A questo punto la discussione era particolarmente interessante. Andrea Novelli, ingegnere aerospaziale specializzato in meccanica orbitale e autore di Astrospace.it si era accorto per primo dell’incongruenza fra queste due informazioni. O l’orbita era a 45° o era SSO. Non era possibile fosse entrambe.
Secondo Nicolò Bagno, studente di Fisica e specializzato nel settore aerospaziale orientale, era sbagliata la dicitura a 45°. In un articolo pubblicato a marzo da Spacenews.com veniva espressamente citato come alcuni satelliti di Cappella Space andranno in orbita polare SSO, altri a 45°. In questo articolo il satellite Sequoia era indicato su un’orbita polare. Il problema però era che questo articolo risaliva a circa 5 mesi prima, un periodo nel quale il satellite Sequoia era previsto per maggio a bordo di un Falcon 9, proprio a fianco del satellite SAOCOM 1B che è partito poche ore prima di Rocket Lab. Indovinate un po’? Il satellite SAOCOM era diretto verso un’orbita polare, se Sequoia lo avesse dovuto accompagnare era ovvio che anche lui sarebbe andato in un’orbita polare SSO.
Dato l’errore nelle due informazioni, una sul lancio e una sul vettore, era possibile che avessero cambiato anche la destinazione del satellite Sequoia? Ragionando sulla congruenza di tutte le informazioni e dopo alcune discussioni, arrivammo proprio a questa conclusione. Sapevamo che tutti i comunicati stampa affermavano che l’orbita di destinazione sarebbe stata a 45°. Conoscendo i paramentri del vettore Electron sapevamo che era difficile che avrebbe raggiunto un’orbita polare SSO a 550Km di altitudine.
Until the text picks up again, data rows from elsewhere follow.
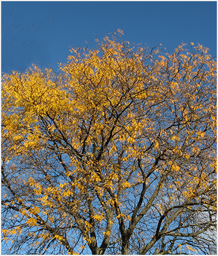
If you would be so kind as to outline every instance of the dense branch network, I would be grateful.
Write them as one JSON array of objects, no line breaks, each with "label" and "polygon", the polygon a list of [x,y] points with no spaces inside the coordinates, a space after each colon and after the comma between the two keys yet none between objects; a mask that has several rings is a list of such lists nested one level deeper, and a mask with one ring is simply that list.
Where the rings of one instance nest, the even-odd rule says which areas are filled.
[{"label": "dense branch network", "polygon": [[3,76],[4,249],[214,254],[216,63],[104,40]]}]

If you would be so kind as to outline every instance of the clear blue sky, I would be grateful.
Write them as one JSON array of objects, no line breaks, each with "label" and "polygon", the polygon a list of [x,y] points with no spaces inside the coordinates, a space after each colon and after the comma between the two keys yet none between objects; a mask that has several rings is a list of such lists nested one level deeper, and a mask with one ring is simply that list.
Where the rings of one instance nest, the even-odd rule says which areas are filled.
[{"label": "clear blue sky", "polygon": [[2,72],[23,71],[34,63],[55,71],[70,46],[90,48],[121,28],[131,43],[161,43],[172,52],[200,43],[216,55],[216,1],[4,2]]}]

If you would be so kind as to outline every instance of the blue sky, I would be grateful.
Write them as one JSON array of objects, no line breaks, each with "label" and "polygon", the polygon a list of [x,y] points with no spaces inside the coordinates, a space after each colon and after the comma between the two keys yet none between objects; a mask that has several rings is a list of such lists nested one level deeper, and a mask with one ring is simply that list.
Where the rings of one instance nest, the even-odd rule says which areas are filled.
[{"label": "blue sky", "polygon": [[96,46],[120,28],[130,43],[161,43],[172,52],[198,43],[216,55],[216,1],[5,2],[2,11],[2,72],[32,63],[58,71],[70,47]]}]

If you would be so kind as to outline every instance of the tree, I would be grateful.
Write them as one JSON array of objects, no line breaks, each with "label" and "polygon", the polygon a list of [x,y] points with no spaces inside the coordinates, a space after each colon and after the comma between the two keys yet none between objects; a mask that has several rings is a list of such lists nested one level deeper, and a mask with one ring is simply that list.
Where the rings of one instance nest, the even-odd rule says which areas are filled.
[{"label": "tree", "polygon": [[115,34],[72,49],[58,74],[3,75],[11,254],[216,251],[214,59],[200,44],[162,53]]}]

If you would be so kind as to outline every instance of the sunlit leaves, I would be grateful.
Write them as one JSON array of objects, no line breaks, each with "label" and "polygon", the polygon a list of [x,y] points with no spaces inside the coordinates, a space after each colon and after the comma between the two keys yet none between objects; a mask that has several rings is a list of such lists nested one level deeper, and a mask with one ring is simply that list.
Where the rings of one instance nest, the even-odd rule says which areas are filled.
[{"label": "sunlit leaves", "polygon": [[193,43],[96,41],[59,74],[3,75],[4,239],[14,252],[193,251],[183,233],[214,227],[201,213],[214,219],[216,63]]}]

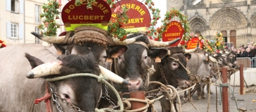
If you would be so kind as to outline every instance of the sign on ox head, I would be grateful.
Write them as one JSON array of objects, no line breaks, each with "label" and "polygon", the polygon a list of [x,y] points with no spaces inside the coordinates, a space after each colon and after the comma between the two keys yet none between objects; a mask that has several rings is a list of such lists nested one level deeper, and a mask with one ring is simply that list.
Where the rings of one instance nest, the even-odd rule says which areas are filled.
[{"label": "sign on ox head", "polygon": [[187,42],[187,49],[191,49],[196,47],[199,41],[199,47],[202,49],[203,43],[199,40],[198,37],[192,38]]},{"label": "sign on ox head", "polygon": [[121,5],[126,6],[129,10],[127,15],[129,16],[128,22],[122,26],[127,32],[137,32],[138,31],[147,31],[151,22],[150,13],[147,7],[137,0],[122,0],[111,7],[112,19],[116,19],[117,15],[114,13],[115,8]]},{"label": "sign on ox head", "polygon": [[111,16],[109,5],[103,0],[96,0],[92,9],[87,9],[86,2],[76,6],[75,0],[67,3],[61,12],[61,17],[67,31],[72,31],[76,27],[83,26],[96,26],[107,29],[107,24]]},{"label": "sign on ox head", "polygon": [[166,30],[162,34],[162,40],[164,42],[170,41],[177,38],[181,38],[179,41],[170,46],[177,46],[181,41],[183,36],[183,28],[182,25],[177,21],[172,21],[167,25]]}]

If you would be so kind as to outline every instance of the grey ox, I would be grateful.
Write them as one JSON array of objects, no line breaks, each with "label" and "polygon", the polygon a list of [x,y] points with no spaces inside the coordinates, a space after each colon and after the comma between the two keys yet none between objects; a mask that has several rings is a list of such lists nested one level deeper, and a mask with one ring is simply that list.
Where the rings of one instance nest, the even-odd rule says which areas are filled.
[{"label": "grey ox", "polygon": [[[0,111],[45,111],[45,103],[34,104],[35,99],[45,94],[45,83],[51,94],[56,92],[60,97],[82,111],[94,111],[98,105],[101,84],[95,78],[74,77],[52,82],[45,82],[44,80],[75,73],[98,76],[101,72],[104,74],[92,54],[71,55],[54,61],[57,60],[56,55],[44,47],[24,44],[1,49],[0,58],[2,60],[0,62]],[[51,63],[43,64],[44,62]],[[31,67],[34,69],[31,70]],[[111,76],[115,77],[118,76]],[[125,80],[119,80],[119,82],[125,82]],[[57,99],[63,111],[75,111]],[[58,111],[56,103],[53,102],[52,97],[50,99],[53,111]]]}]

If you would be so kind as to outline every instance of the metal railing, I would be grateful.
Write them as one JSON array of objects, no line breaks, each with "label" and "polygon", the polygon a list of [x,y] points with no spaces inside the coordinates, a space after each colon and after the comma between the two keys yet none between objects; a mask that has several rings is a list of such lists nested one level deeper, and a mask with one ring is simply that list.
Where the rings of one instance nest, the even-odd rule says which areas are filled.
[{"label": "metal railing", "polygon": [[244,67],[256,67],[256,57],[237,57],[238,64],[244,64]]}]

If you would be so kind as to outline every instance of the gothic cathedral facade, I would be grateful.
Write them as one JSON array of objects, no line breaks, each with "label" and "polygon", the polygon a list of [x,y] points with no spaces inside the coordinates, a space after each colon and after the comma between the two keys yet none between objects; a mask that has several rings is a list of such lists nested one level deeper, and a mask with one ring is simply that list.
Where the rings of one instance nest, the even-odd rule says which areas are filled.
[{"label": "gothic cathedral facade", "polygon": [[213,40],[217,31],[226,43],[256,42],[256,0],[167,0],[187,16],[191,32]]}]

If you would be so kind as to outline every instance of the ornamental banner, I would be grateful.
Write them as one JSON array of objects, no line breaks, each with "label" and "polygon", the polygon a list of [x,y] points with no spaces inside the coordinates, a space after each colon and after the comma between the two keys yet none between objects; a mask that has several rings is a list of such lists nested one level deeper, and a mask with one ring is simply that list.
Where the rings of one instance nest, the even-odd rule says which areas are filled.
[{"label": "ornamental banner", "polygon": [[182,40],[183,32],[184,30],[182,25],[179,22],[172,21],[167,25],[166,30],[162,34],[163,42],[170,41],[177,38],[181,38],[179,41],[170,45],[172,47],[177,46]]},{"label": "ornamental banner", "polygon": [[196,47],[198,42],[199,41],[199,48],[202,49],[203,43],[199,40],[198,37],[192,38],[187,42],[187,49],[192,49]]},{"label": "ornamental banner", "polygon": [[79,6],[75,5],[75,0],[67,3],[61,12],[61,17],[67,31],[73,31],[76,27],[84,26],[96,26],[107,30],[107,24],[111,10],[109,5],[103,0],[96,0],[92,9],[87,9],[86,1]]},{"label": "ornamental banner", "polygon": [[111,20],[116,19],[117,15],[114,13],[114,11],[120,5],[122,7],[126,6],[129,9],[126,13],[129,16],[129,20],[122,28],[130,32],[147,31],[150,26],[151,18],[150,13],[144,4],[137,0],[122,0],[111,8],[112,11]]}]

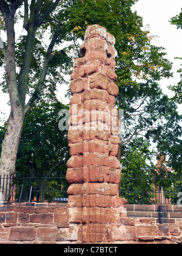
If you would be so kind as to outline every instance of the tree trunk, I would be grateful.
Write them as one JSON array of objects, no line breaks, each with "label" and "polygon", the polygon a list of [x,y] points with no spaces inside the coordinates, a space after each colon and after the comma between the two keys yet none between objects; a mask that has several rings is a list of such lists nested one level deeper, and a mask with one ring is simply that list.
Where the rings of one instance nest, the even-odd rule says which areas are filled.
[{"label": "tree trunk", "polygon": [[17,152],[25,118],[21,108],[19,106],[17,107],[16,112],[11,112],[0,158],[0,193],[2,194],[4,202],[8,201],[11,197],[12,179],[10,177],[15,172]]}]

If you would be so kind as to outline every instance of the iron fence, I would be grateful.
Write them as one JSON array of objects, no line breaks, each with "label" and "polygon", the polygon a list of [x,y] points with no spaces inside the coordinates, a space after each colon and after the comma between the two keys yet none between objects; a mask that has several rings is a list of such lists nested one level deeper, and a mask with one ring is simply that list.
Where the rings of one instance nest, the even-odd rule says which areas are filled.
[{"label": "iron fence", "polygon": [[[65,175],[60,173],[0,176],[0,201],[67,202],[69,187]],[[182,205],[181,174],[123,174],[119,194],[129,204]]]},{"label": "iron fence", "polygon": [[155,174],[123,174],[120,196],[133,204],[181,204],[181,174],[161,171]]},{"label": "iron fence", "polygon": [[61,174],[0,176],[2,201],[5,202],[67,202],[68,187]]}]

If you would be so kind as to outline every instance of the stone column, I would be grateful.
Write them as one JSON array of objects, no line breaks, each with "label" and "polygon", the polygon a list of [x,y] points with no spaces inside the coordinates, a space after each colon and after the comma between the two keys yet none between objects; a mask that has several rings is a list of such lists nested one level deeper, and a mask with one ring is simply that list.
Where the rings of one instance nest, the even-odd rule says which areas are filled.
[{"label": "stone column", "polygon": [[120,222],[121,216],[126,216],[126,201],[118,196],[115,42],[104,27],[89,26],[81,46],[83,57],[75,60],[71,75],[67,180],[72,183],[69,223],[77,225],[78,242],[111,243],[112,226]]}]

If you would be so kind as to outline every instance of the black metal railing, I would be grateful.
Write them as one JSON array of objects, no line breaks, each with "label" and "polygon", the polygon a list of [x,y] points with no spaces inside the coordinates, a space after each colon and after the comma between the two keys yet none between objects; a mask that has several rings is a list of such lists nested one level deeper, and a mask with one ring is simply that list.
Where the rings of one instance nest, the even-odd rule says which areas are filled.
[{"label": "black metal railing", "polygon": [[121,176],[120,196],[129,204],[181,204],[181,174],[133,172]]},{"label": "black metal railing", "polygon": [[5,202],[67,202],[68,187],[61,174],[0,176],[1,201]]},{"label": "black metal railing", "polygon": [[[65,175],[61,174],[2,175],[0,201],[67,202],[69,187]],[[129,204],[182,204],[181,174],[123,174],[119,193]]]}]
La decisione era presa: probabilmente Rocket Lab aveva sbagliato a riportare la dicitura SSO nel Press Kit.
Giusto per tagliare la testa al toro decidemmo però di scrivere un’e-mail all’ufficio stampa di Rocket Lab e Cappella Space. Se fossimo stati fortunati ci avrebbero risposto, spiegandoci nel dettaglio com’era possibile arrivare su un’orbita SSO inclinata a 45°, o in alternativa dipanandoci il dubbio confermandoci che si trattava di una semplice svista. Purtroppo, non è avvenuta nessuna delle due cose. Ne Cappella Space ne Rocket Lab hanno risposto alle nostre e-mail.
Tutta questa discussione è avvenuta il 26 agosto e per puro caso, il giorno 30 abbiamo avuto occasione di rileggere il Press Kit pubblicato da Rocket Lab. All’interno della sezione dedicata alle orbite era scomparsa la dicitura SSO.

La soluzione all’enigma era quindi una semplice svista di Rocket Lab che probabilmente si è accorta dell’errore e lo ha modificato. Ci piace però pensare che qualcuno negli uffici di Rocket Lab in California, nei giorni concitati precedenti al lancio, abbia avuto modo magari quasi per caso, di leggere la nostra e-mail. Colto in un attimo di pausa abbia poi avuto la pazza idea di controllare se questi ragazzi italiani di Astrospace.it avevano effettivamente ragione.